Mr. Trump insists there is no disagreement, only hype generated by mainstream U.S. media outlets that are eager to exploit any appearance of disorder within his administration. The president rejected reports Monday that his administration was flip-flopping on the Syrian pullout.

“We will be leaving at a proper pace while at the same time continuing to fight ISIS and doing all else that is prudent and necessary!” Mr. Trump tweeted, saying the timetable is “no different from my original statements.”

But Mr. Trump’s efforts to clarify the policy seemed only to embolden his critics.

House Armed Services Committee Chairman Adam Smith, Washington Democrat, said Monday that the president “[makes] decisions like a 4-year-old.”

“He operates on whims and emotions. The way he’s going about this is a disaster for all involved,” Mr. Smith told CNN. “At some point, the president is going to have to take a briefing or read a book if he’s going to understand what’s going on.”

Military analysts said Monday that if Mr. Trump does order a rapid withdrawal of U.S. troops from Syria, then they could all be out before the president delivers his State of the Union address on Jan. 29.

“We can get them out of there in a few days,” retired Lt. Gen. Tom Spoehr, who was part of the U.S. military command that oversaw the 2011 U.S. withdrawal from Iraq, said in an interview.

“We can get out of there in a week, if push came to shove,” said Mr. Spoehr, now director of the Heritage Foundation’s Center for National Defense.

But Mr. Bolton’s trip, which included a weekend stop to deal with concerns in Israel, indicated that a quick and easy pullout is not in the cards.

Iran concerns

Mr. Trump has triggered frustration among some foreign policy neoconservatives, who argue that a sustained U.S. troop presence is critical to the administration’s stated policy of confronting Iran-backed proxy militias such as Hezbollah — the Lebanon-based group whose operations have grown inside Syria in recent years.

The president stirred confusion last week when he commented during a lengthy Cabinet meeting that Iran already “can do what they want” in Syria. He quickly moved on without clarifying, but Israeli media reported that the government was shocked by the comment.

Mr. Pompeo also sought Monday to tamp down concerns that Iran stood to gain in Syria from Mr. Trump’s pullout, claiming ahead of his own trip to the region that the Syria drawdown won’t alter the administration’s growing push to curb Tehran’s influence and proxy operations.

“There’s no change in our counter-Iran strategy,” the secretary of state told CNBC in an interview. He described the impending troop pullout as a “change of tactics” that won’t diminish the U.S. commitment “to the defeat of the [Islamic State] caliphate” or destroy the terrorist group globally.

Mr. Pompeo also expressed confidence that Turkey can be trusted not to turn against U.S.-backed Kurds in Syria. He said Turkish officials have given assurances “that the folks that we’d fought with — that assisted us in the counter-ISIS campaign — would be protected.”

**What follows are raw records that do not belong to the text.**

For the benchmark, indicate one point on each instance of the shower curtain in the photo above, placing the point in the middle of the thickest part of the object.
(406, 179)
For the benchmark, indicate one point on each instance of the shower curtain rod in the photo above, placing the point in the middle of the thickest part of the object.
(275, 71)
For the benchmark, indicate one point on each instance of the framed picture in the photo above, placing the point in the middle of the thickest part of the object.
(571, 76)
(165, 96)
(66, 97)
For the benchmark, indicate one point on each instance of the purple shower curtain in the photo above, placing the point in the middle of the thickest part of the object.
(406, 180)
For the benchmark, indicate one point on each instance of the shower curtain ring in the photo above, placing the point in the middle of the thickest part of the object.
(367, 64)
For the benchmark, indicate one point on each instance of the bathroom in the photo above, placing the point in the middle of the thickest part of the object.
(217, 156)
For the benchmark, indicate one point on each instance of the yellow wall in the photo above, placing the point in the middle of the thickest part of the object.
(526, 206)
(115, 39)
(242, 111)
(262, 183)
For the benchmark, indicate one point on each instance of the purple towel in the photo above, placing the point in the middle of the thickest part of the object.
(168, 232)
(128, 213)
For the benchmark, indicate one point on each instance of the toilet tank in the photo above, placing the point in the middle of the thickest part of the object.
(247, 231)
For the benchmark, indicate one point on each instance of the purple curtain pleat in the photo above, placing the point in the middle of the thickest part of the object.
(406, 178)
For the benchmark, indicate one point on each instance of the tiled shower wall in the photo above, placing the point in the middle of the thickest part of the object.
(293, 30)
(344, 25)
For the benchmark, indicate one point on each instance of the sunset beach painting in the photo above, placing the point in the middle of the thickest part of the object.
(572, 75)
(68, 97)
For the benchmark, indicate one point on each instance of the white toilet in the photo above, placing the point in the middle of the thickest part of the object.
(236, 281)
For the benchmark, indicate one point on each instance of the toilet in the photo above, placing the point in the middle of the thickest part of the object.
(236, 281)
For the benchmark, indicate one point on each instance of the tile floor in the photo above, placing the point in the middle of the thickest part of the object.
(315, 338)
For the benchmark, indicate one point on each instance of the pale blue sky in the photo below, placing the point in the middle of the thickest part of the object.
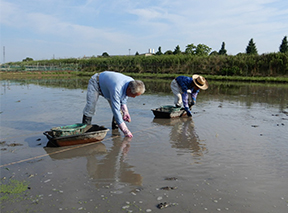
(43, 29)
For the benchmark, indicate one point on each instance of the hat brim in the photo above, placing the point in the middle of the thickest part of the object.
(203, 87)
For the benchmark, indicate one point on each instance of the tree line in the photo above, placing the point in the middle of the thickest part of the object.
(195, 59)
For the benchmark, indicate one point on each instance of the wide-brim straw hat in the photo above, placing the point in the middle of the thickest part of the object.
(200, 81)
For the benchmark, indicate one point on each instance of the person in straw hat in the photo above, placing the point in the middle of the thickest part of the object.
(186, 89)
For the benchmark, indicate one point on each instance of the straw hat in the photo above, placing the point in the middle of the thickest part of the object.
(200, 81)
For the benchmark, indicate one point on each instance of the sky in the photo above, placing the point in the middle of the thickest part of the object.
(47, 29)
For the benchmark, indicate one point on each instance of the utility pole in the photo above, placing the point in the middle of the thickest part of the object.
(3, 54)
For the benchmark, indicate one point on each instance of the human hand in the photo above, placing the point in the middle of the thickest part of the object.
(189, 114)
(125, 130)
(126, 116)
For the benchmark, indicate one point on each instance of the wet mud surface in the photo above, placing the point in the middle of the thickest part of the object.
(231, 156)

Senior State Department officials said Mr. Pompeo’s trip will focus on shoring up regional alliances challenged by confusion over the Syria pullout and other sticky developments, including the ongoing humanitarian crisis and war in Yemen and the October killing of Saudi journalist Jamal Khashoggi in Turkey.

A main theme of the trip, which will include stops in Jordan, Egypt, Qatar, Saudi Arabia, Bahrain, the United Arab Emirates, Kuwait and Oman, will be to convey the message that “the United States is not leaving the Middle East,” one senior official told reporters on background.

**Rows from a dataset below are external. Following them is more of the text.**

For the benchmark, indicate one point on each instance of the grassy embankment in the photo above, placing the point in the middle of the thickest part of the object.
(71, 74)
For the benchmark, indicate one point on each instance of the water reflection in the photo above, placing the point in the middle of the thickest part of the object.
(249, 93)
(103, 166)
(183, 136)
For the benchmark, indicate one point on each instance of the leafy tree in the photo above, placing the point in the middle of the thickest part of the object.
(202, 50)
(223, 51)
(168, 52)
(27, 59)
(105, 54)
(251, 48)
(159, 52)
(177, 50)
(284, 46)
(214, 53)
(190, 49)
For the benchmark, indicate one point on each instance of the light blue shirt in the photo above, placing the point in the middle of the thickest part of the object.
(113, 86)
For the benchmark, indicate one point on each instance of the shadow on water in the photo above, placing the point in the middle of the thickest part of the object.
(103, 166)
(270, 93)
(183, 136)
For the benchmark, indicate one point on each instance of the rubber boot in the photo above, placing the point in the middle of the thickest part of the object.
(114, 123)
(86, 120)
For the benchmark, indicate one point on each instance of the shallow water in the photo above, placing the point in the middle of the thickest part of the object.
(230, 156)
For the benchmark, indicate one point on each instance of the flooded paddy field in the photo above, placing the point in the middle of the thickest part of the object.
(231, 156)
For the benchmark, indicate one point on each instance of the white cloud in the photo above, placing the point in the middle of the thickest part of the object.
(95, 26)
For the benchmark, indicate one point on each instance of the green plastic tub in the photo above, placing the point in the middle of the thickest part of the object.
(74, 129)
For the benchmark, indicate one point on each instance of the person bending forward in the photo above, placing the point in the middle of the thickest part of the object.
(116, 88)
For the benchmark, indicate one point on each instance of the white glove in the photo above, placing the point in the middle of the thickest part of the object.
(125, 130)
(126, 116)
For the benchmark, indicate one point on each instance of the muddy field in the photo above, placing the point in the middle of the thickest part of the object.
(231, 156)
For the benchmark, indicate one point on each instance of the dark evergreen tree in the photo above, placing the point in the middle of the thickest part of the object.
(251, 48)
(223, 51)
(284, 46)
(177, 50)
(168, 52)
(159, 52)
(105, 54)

In addition to pushing for an end to the nearly 2-year-old diplomatic standoff among Gulf Arab nations, the official said, Mr. Pompeo hopes to rally officials across the region to support the administration’s effort to isolate the government of Iran.

“The secretary will continue his work on galvanizing our regional partners and allies to counter the regime’s destabilizing activities,” the official said.

Mr. Pompeo is scheduled to give a major speech this week in Cairo about “America as a force for good in the region,” the State Department said.

Dave Boyer, Carlo Muñoz and David Sands contributed to this report.